Government too slow to allocate skills and resources for Brexit

7 Feb 2018 01:31 PM

The Public Accounts Committee report says Government departments have to face up to some hard choices as they handle Brexit.

Civil service needs are critical

Departments already have a lot to deliver besides Brexit and need to prioritise, including stopping some projects to make room for essential Brexit work—which is at least 313 areas of work.

It is critical that the civil service has the right people, skills and resources to manage exiting the EU. Yet allocation processes have been too slow; the Department for Exiting the European Union (DExEU) and the Cabinet Office do not have a robust enough plan to identify and recruit the people and skills needed quickly. DExEU must pick up the pace of this work and move other departments on to getting things done.

Brexit delivery costs need to be transparent

Given these challenges we expect much greater transparency from DExEU, HM Treasury and Cabinet Office on formally setting out who is responsible for what and on the progress that is being made. We also need to know what the costs are of delivering Brexit and expect Government to be open about this.

Deputy Chair comments

"It is one thing to identify the amount of work required to deliver Brexit. It is quite another to do it.

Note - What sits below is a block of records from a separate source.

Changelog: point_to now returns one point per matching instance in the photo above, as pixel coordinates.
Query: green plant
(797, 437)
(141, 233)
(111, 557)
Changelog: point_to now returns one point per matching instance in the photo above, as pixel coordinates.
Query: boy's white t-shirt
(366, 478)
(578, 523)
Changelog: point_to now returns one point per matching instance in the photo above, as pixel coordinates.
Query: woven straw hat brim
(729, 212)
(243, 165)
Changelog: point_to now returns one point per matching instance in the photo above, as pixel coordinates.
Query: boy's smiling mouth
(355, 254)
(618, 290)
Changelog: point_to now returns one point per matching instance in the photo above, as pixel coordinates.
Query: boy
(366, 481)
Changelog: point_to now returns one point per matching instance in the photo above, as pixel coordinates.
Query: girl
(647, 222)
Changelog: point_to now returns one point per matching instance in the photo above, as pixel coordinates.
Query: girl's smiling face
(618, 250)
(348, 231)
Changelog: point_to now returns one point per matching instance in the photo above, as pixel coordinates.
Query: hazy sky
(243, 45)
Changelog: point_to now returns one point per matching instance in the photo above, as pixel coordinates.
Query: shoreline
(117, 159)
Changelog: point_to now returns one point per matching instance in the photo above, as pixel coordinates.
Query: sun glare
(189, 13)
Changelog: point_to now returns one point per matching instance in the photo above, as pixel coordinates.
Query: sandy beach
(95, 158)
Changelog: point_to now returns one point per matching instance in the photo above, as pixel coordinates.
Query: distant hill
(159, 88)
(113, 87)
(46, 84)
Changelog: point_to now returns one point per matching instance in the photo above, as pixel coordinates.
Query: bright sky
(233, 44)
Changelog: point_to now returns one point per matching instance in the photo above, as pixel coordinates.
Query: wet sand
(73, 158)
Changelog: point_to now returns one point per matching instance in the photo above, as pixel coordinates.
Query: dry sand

The Government has identified over 300 work streams to complete as a consequence of the UK’s departure from the EU—a byzantinely complicated task with the potential to become a damaging and unmanageable muddle.

The committee has called for these work streams to be published by April, with a timeline of actions, so that Parliament is able to keep track of the Government’s progress in its preparedness to leave the EU.

It is concerning that Government departments still have so far to go to put their plans into practice.

DExEU and the Cabinet Office accept the pace of work must accelerate, a point underlined by DExEU’s senior civil servant when he told us that there needs to be a ‘sharp focus on the world of the real’.

That real world will not wait for the Government to get its house in order.

There is much at stake and we expect our committee, Parliament and the public to be kept meaningfully informed on what progress is being made, and at what cost."